Politisch sorgt Trump mit seiner Erklärung wieder einmal für Verstörung oder Erregung im traditionellen Politikbetrieb, besonders bei Diplomaten, und größere Wellen in der Öffentlichkeit. Netanjahu hat schnell und mit Freude über die "mutige Äußerung zur Anerkennung der israelischen Souveränität" reagiert, natürlich mit Hinweis darauf, dass dies ein Schlag gegen die iranische Präsenz in Syrien ist.
Ob ihm die Golan-Äußerung seines politischen Freundes beim Wahlkampf hilft, wie es manche Kommentare andeuten, ist angesichts des komplizierten und ohnehin von außergewöhnlichen Pointen markierten Wettbewerbs, an dem viele Parteien teilnehmen und der Kalküle schwierig macht, nicht eindeutig zu sagen. Außenminister Pompeo, der Netanjahu bei seinem Besuch herzte, beteuerte, dass dem nicht so sei ...
Sicher ist, dass Trumps Gefälligkeit mitten in den Wahlkampf hineinzielt. Die Wahl ist am 9. April. Manche Beobachter merken spitz an, dass die Trumpsche diplomatic bombshell für Netanjahu zumindest eine Ablenkung von der ausgreifenden Bestechungsaffäre zum richtigen Zeitpunkt ist.
Über eine offizielle Unterstützung der USA für die israelische Besatzung der Golanhöhen war schon länger spekuliert worden, in den letzten Tagen gab es immer deutlichere Hinweise darauf, dass die US-Regierung die von Israel erhoffte Erklärung in einer offiziellen Form abgeben würde.
Und die Friedensverhandlungen?
Für die arabischen Länder wird damit "schwarz auf weiß" erklärt, dass die USA Partei sind. Das ist zwar an sich keine Überraschung, sagt aber ganz deutlich, dass die USA bei Friedensverhandlungen keine Vermittlerrolle mehr vorgeben können. Die Folgen sind in ihrer Dynamik nicht abzusehen.
Mit dieser Realpolitik, die deutlich zu erkennen gibt, was als Tendenz längst absehbar war, aber nicht völlig eingestanden wurde, wird ein jahrzehntealtes politisches Ordnungs- oder Orientierungsgefüge abgeräumt. Es ist nun obsolet. Trump erklärt die Politik der Fakten (fait acompli) zum Maßstab. Der Stärkere setzt sich durch. Das ist auch für Radikale ein Signal und für diejenigen, die an Aufrüstung interessiert sind.

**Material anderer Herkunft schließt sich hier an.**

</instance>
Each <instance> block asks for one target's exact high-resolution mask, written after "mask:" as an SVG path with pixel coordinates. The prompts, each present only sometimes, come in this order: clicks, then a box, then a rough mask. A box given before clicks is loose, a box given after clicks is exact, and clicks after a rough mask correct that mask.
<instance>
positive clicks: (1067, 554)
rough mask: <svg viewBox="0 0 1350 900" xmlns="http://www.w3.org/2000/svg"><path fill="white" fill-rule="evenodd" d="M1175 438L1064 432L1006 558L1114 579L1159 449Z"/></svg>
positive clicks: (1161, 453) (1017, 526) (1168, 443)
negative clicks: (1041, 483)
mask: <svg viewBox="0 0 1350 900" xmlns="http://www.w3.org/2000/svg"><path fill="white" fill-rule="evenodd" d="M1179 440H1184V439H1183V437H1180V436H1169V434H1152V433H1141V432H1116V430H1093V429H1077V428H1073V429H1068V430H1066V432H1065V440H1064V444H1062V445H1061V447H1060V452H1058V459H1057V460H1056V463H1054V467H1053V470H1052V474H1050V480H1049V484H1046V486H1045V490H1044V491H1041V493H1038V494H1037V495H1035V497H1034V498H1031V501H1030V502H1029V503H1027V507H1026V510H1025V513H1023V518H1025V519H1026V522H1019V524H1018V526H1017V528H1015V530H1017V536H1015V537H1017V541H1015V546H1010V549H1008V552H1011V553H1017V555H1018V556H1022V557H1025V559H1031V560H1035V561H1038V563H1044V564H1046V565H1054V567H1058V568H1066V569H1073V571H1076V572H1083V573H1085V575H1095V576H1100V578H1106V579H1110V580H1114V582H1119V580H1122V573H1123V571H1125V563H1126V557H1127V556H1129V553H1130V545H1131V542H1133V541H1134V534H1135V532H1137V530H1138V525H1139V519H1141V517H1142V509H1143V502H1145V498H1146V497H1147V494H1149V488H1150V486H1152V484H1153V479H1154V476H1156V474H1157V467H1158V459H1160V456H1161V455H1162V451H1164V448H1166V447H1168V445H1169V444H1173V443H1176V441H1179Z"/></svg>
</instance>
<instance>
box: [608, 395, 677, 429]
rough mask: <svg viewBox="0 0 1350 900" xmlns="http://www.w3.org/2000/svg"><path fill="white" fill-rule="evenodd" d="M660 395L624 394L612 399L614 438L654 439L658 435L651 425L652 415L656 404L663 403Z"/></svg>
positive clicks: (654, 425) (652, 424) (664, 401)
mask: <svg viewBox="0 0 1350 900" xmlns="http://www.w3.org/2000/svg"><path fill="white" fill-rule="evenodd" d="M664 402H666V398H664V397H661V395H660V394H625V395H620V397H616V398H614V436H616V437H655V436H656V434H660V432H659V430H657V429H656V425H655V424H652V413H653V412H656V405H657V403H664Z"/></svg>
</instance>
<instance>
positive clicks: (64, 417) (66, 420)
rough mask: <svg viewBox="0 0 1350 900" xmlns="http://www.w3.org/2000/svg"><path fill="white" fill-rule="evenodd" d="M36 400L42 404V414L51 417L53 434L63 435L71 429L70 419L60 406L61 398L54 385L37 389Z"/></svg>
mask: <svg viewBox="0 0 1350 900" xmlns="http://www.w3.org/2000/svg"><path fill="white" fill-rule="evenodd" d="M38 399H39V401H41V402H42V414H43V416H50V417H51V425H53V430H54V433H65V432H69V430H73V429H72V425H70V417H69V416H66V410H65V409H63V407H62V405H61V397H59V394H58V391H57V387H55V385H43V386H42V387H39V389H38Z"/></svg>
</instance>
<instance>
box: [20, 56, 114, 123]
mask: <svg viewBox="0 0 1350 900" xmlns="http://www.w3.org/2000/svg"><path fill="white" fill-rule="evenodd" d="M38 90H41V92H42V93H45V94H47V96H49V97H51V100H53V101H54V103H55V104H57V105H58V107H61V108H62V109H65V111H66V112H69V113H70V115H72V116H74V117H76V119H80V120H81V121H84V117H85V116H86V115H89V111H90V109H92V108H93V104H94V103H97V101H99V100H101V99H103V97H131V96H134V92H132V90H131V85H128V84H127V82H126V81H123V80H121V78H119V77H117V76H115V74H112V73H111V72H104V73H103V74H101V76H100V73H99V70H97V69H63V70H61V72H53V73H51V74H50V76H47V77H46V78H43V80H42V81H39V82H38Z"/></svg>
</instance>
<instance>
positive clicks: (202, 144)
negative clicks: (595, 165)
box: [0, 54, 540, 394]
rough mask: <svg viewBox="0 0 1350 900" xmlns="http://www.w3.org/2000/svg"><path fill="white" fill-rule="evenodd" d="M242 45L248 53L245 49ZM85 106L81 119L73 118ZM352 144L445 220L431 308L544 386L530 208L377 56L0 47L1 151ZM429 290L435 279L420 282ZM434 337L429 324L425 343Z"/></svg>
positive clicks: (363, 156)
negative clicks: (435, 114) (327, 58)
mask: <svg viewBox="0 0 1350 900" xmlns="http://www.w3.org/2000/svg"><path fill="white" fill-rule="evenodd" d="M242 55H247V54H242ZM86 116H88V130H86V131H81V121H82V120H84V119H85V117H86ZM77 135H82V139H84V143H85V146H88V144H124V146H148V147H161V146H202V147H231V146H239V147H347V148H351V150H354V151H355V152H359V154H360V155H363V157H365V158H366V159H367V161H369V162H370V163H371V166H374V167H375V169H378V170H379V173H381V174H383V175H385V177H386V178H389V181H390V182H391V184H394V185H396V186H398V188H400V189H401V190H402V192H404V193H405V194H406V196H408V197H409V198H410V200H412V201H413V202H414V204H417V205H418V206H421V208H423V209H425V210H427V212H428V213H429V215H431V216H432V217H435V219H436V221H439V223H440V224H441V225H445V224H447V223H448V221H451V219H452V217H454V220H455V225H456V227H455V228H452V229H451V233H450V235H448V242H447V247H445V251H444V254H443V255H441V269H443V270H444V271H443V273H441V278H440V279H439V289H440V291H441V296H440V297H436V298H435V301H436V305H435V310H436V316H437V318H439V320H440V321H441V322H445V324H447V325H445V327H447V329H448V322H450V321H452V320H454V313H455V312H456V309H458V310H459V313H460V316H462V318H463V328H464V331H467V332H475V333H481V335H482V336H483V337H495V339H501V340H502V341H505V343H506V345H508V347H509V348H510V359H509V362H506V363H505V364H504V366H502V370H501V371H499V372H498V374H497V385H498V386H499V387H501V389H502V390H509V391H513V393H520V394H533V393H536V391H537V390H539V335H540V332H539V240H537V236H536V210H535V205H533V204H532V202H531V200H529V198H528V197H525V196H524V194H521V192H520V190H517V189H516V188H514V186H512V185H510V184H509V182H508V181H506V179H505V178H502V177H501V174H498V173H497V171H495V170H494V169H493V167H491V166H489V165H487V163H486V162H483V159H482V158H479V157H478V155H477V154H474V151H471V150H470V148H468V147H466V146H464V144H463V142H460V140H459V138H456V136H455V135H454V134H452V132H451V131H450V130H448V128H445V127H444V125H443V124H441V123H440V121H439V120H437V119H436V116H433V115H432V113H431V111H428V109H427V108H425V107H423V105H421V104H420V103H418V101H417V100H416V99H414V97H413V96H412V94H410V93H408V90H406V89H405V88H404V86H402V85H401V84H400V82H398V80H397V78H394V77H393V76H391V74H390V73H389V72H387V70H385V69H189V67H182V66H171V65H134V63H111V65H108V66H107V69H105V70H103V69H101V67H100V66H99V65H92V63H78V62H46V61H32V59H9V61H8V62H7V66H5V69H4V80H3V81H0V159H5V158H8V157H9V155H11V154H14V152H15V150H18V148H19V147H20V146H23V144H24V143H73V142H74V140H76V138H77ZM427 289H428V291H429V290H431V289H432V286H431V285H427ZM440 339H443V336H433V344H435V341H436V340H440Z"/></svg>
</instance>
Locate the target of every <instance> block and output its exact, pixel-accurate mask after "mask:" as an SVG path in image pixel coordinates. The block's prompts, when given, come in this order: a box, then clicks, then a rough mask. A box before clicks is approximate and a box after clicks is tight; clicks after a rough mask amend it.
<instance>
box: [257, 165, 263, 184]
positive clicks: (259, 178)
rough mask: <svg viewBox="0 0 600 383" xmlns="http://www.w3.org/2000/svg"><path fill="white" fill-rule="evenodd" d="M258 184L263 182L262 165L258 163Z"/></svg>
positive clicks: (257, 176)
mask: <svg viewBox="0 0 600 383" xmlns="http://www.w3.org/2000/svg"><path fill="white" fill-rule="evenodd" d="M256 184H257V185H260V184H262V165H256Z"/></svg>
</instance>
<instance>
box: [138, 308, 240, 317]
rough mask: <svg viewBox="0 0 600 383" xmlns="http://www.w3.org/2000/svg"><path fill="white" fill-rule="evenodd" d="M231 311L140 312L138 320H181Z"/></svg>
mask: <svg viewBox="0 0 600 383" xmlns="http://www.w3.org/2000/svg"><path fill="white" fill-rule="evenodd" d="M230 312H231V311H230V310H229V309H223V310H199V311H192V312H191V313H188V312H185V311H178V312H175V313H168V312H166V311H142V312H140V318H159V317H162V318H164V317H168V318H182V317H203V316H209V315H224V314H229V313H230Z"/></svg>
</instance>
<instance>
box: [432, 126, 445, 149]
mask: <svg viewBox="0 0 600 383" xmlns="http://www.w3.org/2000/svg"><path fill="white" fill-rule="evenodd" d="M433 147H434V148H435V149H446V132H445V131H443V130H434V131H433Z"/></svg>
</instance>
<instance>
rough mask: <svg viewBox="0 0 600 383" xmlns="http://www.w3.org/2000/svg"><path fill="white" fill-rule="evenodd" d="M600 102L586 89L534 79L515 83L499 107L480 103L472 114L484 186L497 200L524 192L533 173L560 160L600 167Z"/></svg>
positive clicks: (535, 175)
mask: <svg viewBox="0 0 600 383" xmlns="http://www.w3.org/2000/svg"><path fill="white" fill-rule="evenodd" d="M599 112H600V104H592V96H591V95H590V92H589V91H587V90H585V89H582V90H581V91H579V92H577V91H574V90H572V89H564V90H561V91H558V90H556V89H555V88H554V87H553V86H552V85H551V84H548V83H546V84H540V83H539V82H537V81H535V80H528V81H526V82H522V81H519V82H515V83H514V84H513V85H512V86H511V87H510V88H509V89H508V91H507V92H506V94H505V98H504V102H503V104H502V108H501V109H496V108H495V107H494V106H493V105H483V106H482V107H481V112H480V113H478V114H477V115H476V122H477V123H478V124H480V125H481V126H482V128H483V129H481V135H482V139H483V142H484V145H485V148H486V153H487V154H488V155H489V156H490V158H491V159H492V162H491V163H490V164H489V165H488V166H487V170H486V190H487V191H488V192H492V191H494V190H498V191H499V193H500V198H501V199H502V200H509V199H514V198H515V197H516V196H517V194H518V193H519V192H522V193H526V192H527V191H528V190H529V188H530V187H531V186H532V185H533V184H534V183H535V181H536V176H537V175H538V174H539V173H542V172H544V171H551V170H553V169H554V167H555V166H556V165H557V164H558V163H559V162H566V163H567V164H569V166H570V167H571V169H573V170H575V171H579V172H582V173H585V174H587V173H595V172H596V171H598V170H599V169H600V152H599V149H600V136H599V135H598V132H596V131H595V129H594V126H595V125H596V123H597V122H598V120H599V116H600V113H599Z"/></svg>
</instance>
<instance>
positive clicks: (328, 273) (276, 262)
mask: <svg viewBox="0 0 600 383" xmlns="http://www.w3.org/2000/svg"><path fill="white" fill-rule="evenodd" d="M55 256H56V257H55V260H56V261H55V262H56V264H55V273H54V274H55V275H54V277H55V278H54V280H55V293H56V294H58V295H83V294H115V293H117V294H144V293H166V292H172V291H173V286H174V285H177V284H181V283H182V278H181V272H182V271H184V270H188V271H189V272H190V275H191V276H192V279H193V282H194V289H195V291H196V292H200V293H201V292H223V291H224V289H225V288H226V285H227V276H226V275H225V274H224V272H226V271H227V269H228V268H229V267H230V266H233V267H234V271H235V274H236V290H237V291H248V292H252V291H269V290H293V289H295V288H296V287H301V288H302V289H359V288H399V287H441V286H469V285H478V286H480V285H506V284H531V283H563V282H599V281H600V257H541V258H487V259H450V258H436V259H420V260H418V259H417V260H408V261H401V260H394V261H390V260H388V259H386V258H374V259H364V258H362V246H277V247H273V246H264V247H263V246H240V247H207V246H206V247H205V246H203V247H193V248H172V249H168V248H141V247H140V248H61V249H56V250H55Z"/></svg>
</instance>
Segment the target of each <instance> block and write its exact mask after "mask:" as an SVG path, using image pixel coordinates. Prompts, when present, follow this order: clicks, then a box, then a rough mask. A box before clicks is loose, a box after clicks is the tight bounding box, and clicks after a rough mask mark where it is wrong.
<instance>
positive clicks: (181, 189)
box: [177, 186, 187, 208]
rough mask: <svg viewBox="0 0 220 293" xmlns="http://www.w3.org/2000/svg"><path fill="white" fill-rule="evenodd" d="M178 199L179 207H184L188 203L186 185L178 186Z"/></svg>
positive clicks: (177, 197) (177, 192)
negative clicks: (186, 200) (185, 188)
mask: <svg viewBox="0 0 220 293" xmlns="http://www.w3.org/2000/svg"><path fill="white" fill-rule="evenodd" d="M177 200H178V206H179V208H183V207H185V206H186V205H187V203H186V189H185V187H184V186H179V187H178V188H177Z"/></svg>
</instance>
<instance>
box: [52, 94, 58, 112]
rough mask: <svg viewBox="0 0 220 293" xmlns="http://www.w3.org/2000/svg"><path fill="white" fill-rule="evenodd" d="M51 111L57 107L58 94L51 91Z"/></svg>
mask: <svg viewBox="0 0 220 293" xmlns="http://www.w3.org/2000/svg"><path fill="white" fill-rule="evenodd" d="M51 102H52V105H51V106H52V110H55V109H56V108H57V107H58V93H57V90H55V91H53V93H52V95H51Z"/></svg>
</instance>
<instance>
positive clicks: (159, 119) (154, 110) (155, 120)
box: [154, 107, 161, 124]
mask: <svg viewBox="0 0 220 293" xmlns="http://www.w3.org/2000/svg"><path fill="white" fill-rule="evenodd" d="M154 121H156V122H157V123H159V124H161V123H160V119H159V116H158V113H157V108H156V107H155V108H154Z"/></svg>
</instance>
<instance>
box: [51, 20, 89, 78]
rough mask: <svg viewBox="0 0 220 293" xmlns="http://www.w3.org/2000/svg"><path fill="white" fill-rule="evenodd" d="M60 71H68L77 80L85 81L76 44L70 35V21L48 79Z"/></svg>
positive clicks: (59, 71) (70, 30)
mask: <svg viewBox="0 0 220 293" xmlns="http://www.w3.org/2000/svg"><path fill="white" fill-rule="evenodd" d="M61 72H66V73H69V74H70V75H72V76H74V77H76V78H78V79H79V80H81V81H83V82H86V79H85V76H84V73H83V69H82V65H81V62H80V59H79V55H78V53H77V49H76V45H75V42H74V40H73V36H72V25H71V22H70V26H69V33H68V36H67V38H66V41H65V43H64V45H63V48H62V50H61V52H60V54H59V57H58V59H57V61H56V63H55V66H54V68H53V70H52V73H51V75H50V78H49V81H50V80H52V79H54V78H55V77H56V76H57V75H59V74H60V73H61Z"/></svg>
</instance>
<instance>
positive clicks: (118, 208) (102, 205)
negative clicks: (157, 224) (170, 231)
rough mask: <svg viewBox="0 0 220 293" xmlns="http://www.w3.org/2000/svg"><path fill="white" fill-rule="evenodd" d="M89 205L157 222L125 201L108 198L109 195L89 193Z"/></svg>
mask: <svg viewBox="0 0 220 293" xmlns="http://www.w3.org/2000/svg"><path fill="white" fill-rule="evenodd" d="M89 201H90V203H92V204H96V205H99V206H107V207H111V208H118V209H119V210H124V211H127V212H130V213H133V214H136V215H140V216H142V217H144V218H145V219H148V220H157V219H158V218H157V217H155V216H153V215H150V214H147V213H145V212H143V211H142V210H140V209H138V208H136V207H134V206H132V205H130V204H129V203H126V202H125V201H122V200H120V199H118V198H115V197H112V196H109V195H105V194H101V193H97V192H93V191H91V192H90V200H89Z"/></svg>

Die syrische Regierung könnte Trumps Tweet als ziemlich ernsthafte Erklärung auffassen, dem auch mit kriegerischen Mitteln geantwortet wird. Die Präsenz iranischer Milizen in der Nähe der Golanhöhen ist für Israel ein Sicherheitsproblem.
Die Regierung Netanjahu setzte einerseits mit Luftangriffen auf syrischem Gebiet gegen Ziele, die mit der Hizbollah oder anderen Milizen, die mit Iran in Verbindung stehen, gerichtet waren, darauf, dass ihre Schlagkraft deutliche Signale an Iran sendete. Zum anderen besuchte Netanjahu öfter Putin, um mit ihm die Sicherheitsinteressen Israels zu besprechen und Arrangements zu treffen.
Auf welche Reaktionen die Twitterbotschaft Trumps im Kreml stieß, ist noch nicht bekannt.